[Date Prev][Date Next][Thread Prev][Thread Next][Date Index][Thread Index]

Re: [Condor-users] Strange schedd crash (exit status 44)

1 general comment:

whenever a condor daemon exits with status 44, it means it failed to
write to its log file.  that's why the log message isn't so
helpful. ;) whenever it does this, the daemon will try to open a file
in your LOG directory, called "dprintf_failure.[DAEMON-NAME]" (for
example, "$(LOG)/dprintf_failure.SCHEDD").  that file will attempt to
include some info about what failed, but if the daemon couldn't write
to the log file, chances are it won't be able to write to the log
directory, either. :(

so, i'm guessing the disk is filling up on your submit machine.  at
least, the partition that the SPOOL + LOG directories are on.  it's
possible that heavy load is making this worse, or there are other
things going on, but that's what status 44 means to me...  however, i
hardly ever touch the windows port, and have never once started up
condor daemons on a windows machine. ;)

now, on to some more specific questions from this thread...

On Thu, 25 Nov 2004 12:02:42 -0500  "Ian Chesal" wrote:

> I think we need to hear from the Condor team here: what's up with
> Windows? Are you guys aware of these issues?

i'm the wrong person to answer this, but i'll make sure our windows
expert sees this thread and replies.

> > If the user constantly runs condor_q (or someone else runs condor_q
> > -global) they can seriously affect the schedd.
> > 
> > It is a vicious circle where the user goes "Why is it so 
> > slow? Whats going on?" 
> > <runs condor_q>
> > "That's bad!
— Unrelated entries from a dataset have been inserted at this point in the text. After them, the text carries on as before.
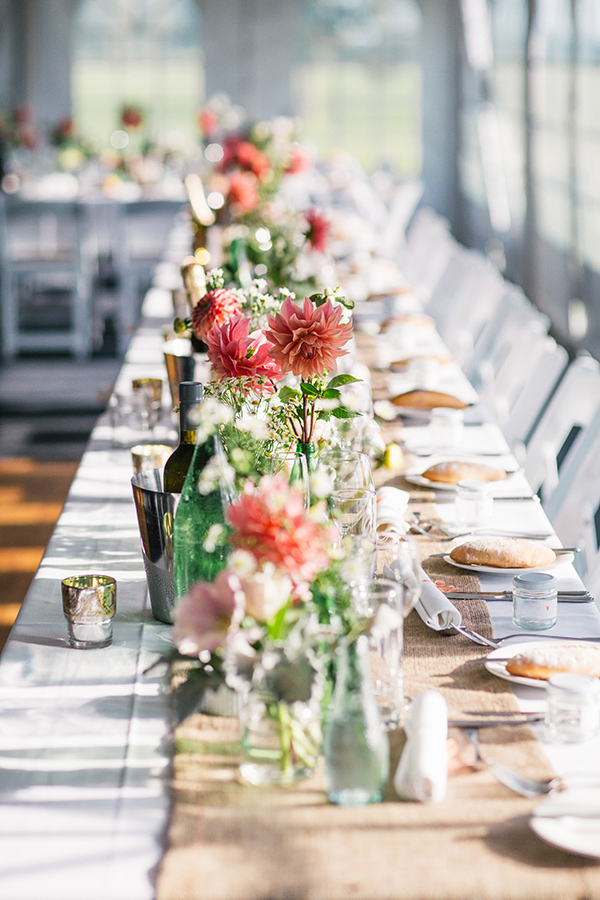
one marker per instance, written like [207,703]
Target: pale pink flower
[234,352]
[215,307]
[203,616]
[307,340]
[265,591]
[271,523]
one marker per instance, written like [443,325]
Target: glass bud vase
[356,744]
[281,740]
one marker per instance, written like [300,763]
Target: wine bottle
[177,465]
[200,544]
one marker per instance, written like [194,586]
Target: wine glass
[353,512]
[294,466]
[402,550]
[347,468]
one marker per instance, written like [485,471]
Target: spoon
[520,784]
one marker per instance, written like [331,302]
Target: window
[144,53]
[359,86]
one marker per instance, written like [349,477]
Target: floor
[48,407]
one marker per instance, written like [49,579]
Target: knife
[493,723]
[581,596]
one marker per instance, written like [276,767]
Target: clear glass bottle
[573,708]
[177,465]
[535,604]
[200,545]
[356,744]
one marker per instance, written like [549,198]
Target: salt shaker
[474,503]
[535,604]
[573,708]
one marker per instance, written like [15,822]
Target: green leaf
[342,413]
[309,389]
[339,380]
[287,393]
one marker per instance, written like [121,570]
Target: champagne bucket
[155,510]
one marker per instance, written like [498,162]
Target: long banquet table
[85,740]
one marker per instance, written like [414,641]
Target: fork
[520,784]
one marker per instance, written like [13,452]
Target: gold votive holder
[89,605]
[149,456]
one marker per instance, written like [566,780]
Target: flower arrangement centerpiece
[264,627]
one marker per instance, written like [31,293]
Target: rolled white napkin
[390,507]
[422,772]
[434,607]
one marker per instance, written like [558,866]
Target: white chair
[574,507]
[427,251]
[561,428]
[47,250]
[404,201]
[141,233]
[464,299]
[507,352]
[534,395]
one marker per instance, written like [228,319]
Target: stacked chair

I will watch this kettle till it boils"
> > <runs condor_q repeatedly> 

yes, that's evil and wrong.  we're sorry.  the schedd should be
multi-threaded in some way.  it could fork to handle condor_q
requests, for example.  there are a ton of places where it opens a TCP
connection to somewhere (usually a startd) and that connect() can
block until it hits a timeout.  there are other known problems with
schedd scalability, as well.  this is all true of both the *nix and
windows ports.  on the unix side, we're pushing single schedds to
manage ~5000 jobs running simultaneously, and that's with a lot of
fine tuning and tricks that only work in some environments.  we're
planning to address some of these schedd scalability limitations in
the very near term, possibly even having some of them fixed in 6.7.3.
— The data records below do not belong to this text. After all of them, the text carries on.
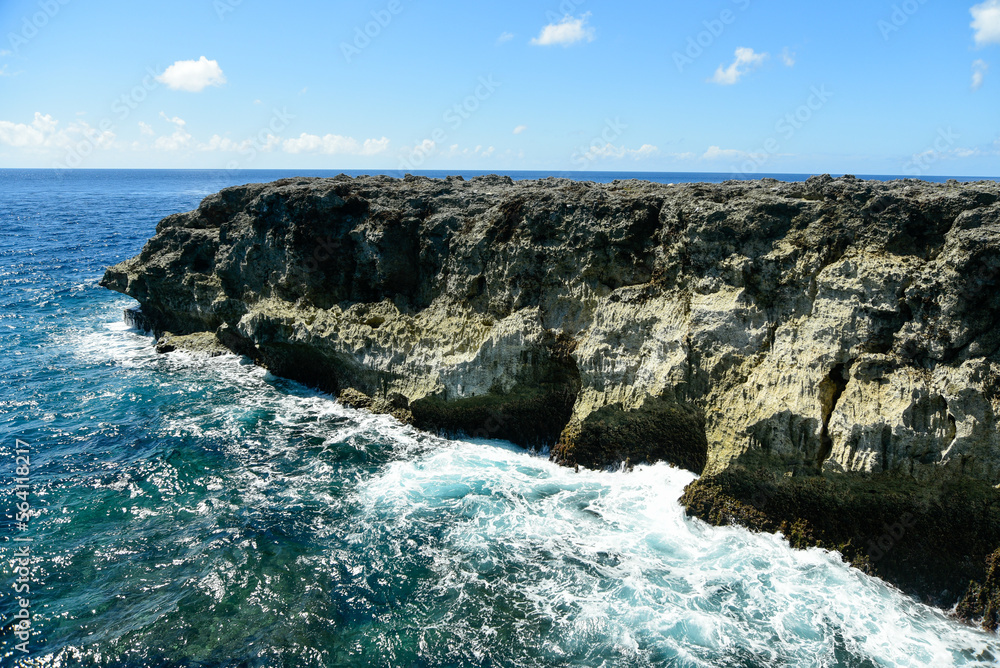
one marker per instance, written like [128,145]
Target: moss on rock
[657,431]
[929,540]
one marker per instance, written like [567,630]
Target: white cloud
[44,133]
[335,145]
[986,22]
[179,139]
[227,145]
[717,153]
[746,61]
[568,31]
[455,151]
[979,69]
[610,151]
[193,76]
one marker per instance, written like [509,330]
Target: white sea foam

> > The issue is that the batch system does not need to talk to a 
> > central machine to be told to ten talk to the execute 
> > machine, nor bother to repeatedly stroke the executor to keep 
> > it happy.
> >
> > I think that sufficient people run in a tightly coupled and 
> > dedicated environment to make it worthwhile making the 
> > negotiation process more pluggable to allow us to exploit 
> > this (making the negotiator more intelligent but the startd 
> > more stupid or vice versa)...

to some extent, that's what the "MPI" universe already does (and it'll
get much better in the near future with a generic, more usable
"parallel" universe).  but, point well taken.  it's something we've
been arguing about for years. ;) in theory, there's already pluggable
negotiation, in that each schedd does it's own decentralized
scheduling.  you're more than welcome to write your own schedd and
have it talk to an existing condor pool. ;) (yeah, right).  in
practice, no one ever does this (for obvious reasons).  so, it's
something we'll have to continue to deal with.
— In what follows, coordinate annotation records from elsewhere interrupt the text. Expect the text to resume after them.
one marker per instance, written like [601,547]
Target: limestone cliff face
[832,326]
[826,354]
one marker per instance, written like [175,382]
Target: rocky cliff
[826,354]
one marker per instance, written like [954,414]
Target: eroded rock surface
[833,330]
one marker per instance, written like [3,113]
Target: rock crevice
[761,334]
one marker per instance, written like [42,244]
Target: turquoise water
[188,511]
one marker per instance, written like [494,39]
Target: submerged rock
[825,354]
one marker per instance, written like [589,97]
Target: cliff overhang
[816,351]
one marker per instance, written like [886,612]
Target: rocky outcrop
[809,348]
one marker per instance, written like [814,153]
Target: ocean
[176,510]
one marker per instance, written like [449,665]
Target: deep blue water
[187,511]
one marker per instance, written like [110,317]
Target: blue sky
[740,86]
> > that said I'll go for stability over features every time at 
> > the moment!

right.  then use the stable release. ;)

> Here here! Hopefully there'll be an early Christmas present from the
> Condor team in the form of a 6.8.x stable branch. Fingers crossed...

don't hold your breath.  y'all should be happy if we have 6.8.x out by
condor week in march!  i won't even promise that much. ;) that said,
6.7.3 should be out well before the new year, if not also a 6.7.4 or
more.  and, we'll do what we can to speed up the schedd in the 6.7.x
series (along with a bunch of other cool stuff we're adding...).